“What Jesus Means to Me” : A Short Testimony


This testimony given by Stephen C. Marcy on Sunday, April 4, 2004 at the Dix Hills Evangelical Free Church in Dix Hills, NY. Revised Jan. 24, 2020.


When Pastor asked me to share something of “what Jesus means to me,” I thought, well, that shouldn’t be too hard –  but then I found myself pondering what the “to me” might mean.  I thought, does Jesus mean “to me” anything different than what he means to anyone else?  Perhaps it is a question of what Jesus means – period.  I thought, I guess what Jesus means ‘to me’ is who he is in his person and work.  He should mean at least that to me and everyone else.  Surely we shouldn’t create our own Jesus.
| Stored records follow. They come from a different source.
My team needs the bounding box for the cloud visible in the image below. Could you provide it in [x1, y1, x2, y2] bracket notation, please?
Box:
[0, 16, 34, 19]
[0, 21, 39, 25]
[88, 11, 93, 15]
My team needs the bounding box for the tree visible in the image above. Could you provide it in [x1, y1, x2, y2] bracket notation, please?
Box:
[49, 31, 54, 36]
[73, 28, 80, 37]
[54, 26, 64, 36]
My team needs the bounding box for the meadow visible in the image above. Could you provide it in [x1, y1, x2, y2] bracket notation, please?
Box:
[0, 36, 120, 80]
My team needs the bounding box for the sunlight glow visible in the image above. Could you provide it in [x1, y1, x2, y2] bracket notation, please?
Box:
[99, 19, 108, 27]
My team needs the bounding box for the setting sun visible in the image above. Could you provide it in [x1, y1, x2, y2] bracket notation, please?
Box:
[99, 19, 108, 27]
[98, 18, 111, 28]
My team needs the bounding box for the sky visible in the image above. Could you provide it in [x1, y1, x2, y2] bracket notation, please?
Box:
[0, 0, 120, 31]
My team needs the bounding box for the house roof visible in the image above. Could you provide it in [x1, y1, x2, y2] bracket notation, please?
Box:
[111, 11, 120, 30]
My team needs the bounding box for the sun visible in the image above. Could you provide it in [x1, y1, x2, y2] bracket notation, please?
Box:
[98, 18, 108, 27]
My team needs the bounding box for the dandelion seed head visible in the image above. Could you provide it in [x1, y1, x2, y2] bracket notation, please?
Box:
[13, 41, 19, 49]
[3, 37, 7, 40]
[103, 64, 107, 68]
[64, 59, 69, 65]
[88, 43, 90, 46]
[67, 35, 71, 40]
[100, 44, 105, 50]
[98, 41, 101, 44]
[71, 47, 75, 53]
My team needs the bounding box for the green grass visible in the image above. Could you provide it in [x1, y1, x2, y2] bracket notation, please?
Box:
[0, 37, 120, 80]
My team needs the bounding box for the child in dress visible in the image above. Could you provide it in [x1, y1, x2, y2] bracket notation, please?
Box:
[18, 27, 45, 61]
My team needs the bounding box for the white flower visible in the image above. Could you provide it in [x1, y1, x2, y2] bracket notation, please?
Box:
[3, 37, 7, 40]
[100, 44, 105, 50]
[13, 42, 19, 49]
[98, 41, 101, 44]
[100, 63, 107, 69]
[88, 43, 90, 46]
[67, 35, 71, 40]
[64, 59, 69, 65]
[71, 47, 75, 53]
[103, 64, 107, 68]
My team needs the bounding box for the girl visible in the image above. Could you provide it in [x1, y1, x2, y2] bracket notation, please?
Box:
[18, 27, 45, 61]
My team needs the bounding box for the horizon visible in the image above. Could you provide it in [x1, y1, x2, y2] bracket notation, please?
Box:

            Anyway, I concluded that I should find out who Jesus is, objectively speaking, and then see if he means that to me – which is to say whether I believe it or not, or something in between.  I guess that’s what it means to talk about “what Jesus means to me.”

            So now that that’s all cleared up (Ha!), here’s a few limited thoughts about what Jesus means to me.

            Jesus is the Greek form of Joshua which means the Lord saves.  So Jesus is the Savior – as in “he will save his people from their sins.”  I believe that.  Which is also to say that I am a sinner, as in “I have not come to call the righteous, but sinners to repentance.”  I believe that too.  So Jesus is my savior and that means the forgiveness of my sins and my salvation.  Jesus is also “the way, the truth and the life.”  And no one comes to the Father except through him.  I believe that.  So to me Jesus means exclusivity.  What most people now-a-days regard as narrow-mindedness.  So while Jesus means to me knowledge of God and the way to the Father he also is the truth, which means confrontation within our relativistic culture.  This includes a private and personal confrontation – for there are times when I don’t want anymore truth please – thank you very much!  Truth can be a pain.  So Jesus means an earnest exposure of my whole existence and the necessity of repentance.

            Jesus is also a disturbance, as in, “Do not suppose I have come to bring peace on earth.  I did not come to bring peace, but a sword.”  Well I believe that too, so I guess that means inevitable division if I am growing to love Jesus and the truth more and more.

            Jesus is also the Messiah who brings in the Kingdom of God.  Which is to say the Kingdom of God is already present in Jesus, therefore the forces of evil are decisively defeated – but all is not yet fulfilled.  So I am confident that current events are simply the time between, in which his Kingdom is advancing through the preaching of the gospel, but will one day come to an end through his reign in glory, power and final judgment.  This means that there will be an end, whether in this life or in my death, in which there will be a resurrection of the body, an assurance of salvation, the hope of heaven and an eternal rest.  These are a few things Jesus means to me!  And he can mean the same to all of you.

            But allow me to return to my original quandary about the statement “what Jesus means to me.”  Is not the more important issue one of what Jesus thinks of me?  C. S. Lewis writes,

               “In the end that Face which is the delight or the terror of the universe must be turned upon each of us either with one expression or with the other, either conferring glory inexpressible or inflicting shame that can never be cured or disguised.  I read in a periodical the other day that the fundamental thing is how we think of God.  By God Himself, it is not!  How God thinks of us is not only more important, but infinitely more important. Indeed, how we think of Him is of no importance except in so far as it is related to how He thinks of us.  It is written that we shall “stand before” Him, shall appear, shall be inspected.  The promise of glory is the promise, almost incredible and only possible by the work of Christ, that some of us, that any of us who really chooses, shall actually survive that examination, shall find approval, shall please God.  To please God . . . to be a real ingredient in the divine happiness . . .  to be loved by God, not merely pitied, but delighted in as an artist delights in his work or a father in a son—it seems impossible, a weight or burden of glory which our thoughts can hardly sustain.  But so it is.”

            Praise be to the Lord, that by his grace he could think such of me and each and every one of us!